Not one Gwinnettian had the presence of mind to think, “wait, if you’re destroying all these communities you are flying to, how is it you are still in business, and how much are you paying in damages?”

Two decades ago, Gwinnett was led by people who wanted it to have the best school system, best park system, best libraries, best transportation system, best quality of life, and were so successful in it that, we were the fastest growing large county in the nation, and nationally revered. Because of an inappropriate lavishly trip to New York, which saved the county millions in interest payments, the resulting turmoil began a throw the bums out mentality.

This has been the major theme of every election held since, probably since 1800. No one seems to understand how these bums get into office, since everyone is running on restoring integrity and honesty

Personally, I would not vote to congress someone with honesty and integrity, because he/she would be eaten alive by the other 400 some odd, that aren’t. I want a scrapper.

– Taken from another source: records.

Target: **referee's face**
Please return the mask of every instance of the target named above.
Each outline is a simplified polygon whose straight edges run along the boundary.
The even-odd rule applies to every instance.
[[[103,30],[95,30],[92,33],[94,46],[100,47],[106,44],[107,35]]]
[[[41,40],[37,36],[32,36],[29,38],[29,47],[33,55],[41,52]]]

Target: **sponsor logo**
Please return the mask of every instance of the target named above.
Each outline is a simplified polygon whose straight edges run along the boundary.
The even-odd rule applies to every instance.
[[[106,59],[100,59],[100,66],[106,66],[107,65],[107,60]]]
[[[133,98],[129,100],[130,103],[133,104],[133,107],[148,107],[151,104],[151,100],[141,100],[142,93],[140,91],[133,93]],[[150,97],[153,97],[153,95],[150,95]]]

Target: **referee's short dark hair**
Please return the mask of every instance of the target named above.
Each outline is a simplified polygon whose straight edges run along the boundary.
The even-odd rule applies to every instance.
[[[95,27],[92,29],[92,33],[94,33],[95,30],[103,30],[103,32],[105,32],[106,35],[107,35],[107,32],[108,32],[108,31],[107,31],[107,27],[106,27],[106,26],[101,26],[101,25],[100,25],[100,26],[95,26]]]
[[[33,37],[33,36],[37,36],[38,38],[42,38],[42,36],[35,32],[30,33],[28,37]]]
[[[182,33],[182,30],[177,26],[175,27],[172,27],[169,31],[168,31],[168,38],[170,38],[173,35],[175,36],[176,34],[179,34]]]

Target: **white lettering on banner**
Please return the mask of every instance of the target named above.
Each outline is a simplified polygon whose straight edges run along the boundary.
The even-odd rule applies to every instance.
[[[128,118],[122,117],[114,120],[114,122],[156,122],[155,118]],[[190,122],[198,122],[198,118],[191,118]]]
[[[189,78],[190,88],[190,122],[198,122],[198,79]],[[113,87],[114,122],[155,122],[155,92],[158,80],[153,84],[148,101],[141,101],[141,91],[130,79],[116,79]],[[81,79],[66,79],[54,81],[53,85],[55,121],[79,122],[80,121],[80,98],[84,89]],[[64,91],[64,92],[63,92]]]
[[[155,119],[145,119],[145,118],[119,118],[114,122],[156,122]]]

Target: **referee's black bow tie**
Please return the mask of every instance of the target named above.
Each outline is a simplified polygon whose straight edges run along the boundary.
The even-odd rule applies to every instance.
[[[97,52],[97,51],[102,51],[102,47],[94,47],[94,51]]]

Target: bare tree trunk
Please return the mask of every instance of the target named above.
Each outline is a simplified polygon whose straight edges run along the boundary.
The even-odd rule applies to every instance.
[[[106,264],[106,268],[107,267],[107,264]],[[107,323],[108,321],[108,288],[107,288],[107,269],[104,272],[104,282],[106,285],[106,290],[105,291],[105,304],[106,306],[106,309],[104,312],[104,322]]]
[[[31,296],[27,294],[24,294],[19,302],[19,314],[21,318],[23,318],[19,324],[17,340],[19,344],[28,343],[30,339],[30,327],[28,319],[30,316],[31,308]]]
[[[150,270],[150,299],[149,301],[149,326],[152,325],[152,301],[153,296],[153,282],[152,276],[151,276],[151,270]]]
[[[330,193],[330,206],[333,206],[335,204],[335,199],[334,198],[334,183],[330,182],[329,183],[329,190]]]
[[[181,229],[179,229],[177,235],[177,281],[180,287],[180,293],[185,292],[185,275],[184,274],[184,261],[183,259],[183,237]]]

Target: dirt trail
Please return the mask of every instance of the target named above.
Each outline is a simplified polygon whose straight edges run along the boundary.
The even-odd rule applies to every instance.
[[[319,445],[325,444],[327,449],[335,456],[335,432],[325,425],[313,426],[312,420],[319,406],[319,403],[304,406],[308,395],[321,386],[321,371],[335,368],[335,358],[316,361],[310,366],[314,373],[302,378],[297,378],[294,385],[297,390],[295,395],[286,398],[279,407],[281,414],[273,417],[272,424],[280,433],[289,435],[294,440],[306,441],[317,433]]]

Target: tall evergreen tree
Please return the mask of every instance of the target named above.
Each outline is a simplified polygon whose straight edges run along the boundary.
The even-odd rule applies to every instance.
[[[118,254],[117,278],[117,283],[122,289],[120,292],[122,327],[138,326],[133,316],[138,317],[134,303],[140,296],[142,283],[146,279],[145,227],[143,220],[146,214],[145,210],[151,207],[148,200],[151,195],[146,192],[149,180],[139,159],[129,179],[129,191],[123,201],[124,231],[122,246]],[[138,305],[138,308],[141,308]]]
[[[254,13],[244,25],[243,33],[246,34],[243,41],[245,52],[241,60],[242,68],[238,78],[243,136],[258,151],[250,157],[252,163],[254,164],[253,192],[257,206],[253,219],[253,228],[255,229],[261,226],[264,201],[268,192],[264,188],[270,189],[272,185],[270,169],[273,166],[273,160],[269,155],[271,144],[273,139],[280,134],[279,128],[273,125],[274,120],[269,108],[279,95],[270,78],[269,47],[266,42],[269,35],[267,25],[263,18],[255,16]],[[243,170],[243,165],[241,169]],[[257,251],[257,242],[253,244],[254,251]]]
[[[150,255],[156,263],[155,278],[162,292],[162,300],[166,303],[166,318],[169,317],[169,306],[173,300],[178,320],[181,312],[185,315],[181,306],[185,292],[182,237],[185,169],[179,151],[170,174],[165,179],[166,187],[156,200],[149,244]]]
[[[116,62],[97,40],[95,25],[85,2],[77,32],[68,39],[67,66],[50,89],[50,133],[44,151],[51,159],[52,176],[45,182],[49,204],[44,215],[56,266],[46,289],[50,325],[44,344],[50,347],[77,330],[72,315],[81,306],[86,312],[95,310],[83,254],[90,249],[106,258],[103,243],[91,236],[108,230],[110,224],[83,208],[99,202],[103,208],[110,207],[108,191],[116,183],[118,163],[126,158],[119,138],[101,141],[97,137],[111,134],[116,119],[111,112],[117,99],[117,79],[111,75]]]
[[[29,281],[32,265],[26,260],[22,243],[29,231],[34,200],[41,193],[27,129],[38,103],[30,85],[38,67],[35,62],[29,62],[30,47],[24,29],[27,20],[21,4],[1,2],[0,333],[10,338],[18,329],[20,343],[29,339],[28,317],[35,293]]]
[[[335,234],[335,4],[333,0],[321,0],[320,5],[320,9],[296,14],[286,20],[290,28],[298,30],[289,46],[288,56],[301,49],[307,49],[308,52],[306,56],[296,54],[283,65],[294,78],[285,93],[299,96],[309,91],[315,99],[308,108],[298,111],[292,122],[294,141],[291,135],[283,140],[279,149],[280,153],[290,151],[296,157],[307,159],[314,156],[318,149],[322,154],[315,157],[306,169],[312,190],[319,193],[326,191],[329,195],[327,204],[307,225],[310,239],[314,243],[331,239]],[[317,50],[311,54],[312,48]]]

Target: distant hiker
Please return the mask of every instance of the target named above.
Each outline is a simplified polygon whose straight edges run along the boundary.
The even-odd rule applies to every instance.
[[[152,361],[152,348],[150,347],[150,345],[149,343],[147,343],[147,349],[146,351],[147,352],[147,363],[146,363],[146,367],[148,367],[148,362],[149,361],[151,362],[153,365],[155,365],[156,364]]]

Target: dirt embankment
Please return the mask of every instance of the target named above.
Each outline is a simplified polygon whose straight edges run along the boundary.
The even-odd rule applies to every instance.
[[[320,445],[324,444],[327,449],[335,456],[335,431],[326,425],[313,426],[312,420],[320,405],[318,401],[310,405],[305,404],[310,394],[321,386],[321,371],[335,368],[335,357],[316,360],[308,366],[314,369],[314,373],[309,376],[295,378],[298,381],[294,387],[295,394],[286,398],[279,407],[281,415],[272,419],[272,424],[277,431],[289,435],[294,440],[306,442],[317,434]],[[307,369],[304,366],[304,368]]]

The truth is Gwinnett is not ready to be autonomous and needs to remain dependent on Atlanta. But a day will come when it has to.

atlmom

June 26th, 2012
9:07 am

NYC? you’re not serious. there is no good way to get to the city from the airport. Yes, there is some subway that goes there, but good luck taking it – usually one has to switch once or twice to get where one wants…and that’s not usually feasible…so one has to take a cab for $50.
Great.
That is one of the ONLY great things about Atlanta’s mass transit system – it actually GOES to the airport and it’s easy to use – my family uses it all the time to go to the airport or to have people come to a local stop for us to pick them up when they’re coming to visit.

Road Scholar

June 26th, 2012
8:28 am

Macon? The majority of users of Hartsfield are north of I 20! Macon growing? In their minds maybe!

The chances of a second airport that will take some of the load from Hartsfield is slim to none. Not only the NIMBY’s (Not In My Back Yard) will come out of the woodwork , but also the BANANA’s (Build Absolutely Nothing Anywhere Near Anything) will descend like a hoard of locusts. The politicians would bend their way.

On the other hand, people who bought a home near an airport should have their heads examined. What did they think would happen? No growth? No noise? No commerce and changes in land use? Just because of you and your purchase? Airports are like major roads. As my mom said, don’t ever buy a house on a road that has a painted centerline! It WILL be widened someday!

Rail /transit expansion to the north is a necessity, esp for the airport. But something needs to be done with security checkpoints to reduce the delay there, esp under peak periods of use.

Out by the Pond

June 26th, 2012
7:04 am

Deborahinathens

Don’t forget DC. Love to visit that city, no car needed. Remember Marta’s development was for the benefit of Dick Rich’s flagship store at Five Points.

A Macon airport and connecting Macon/Atlanta train was a joke.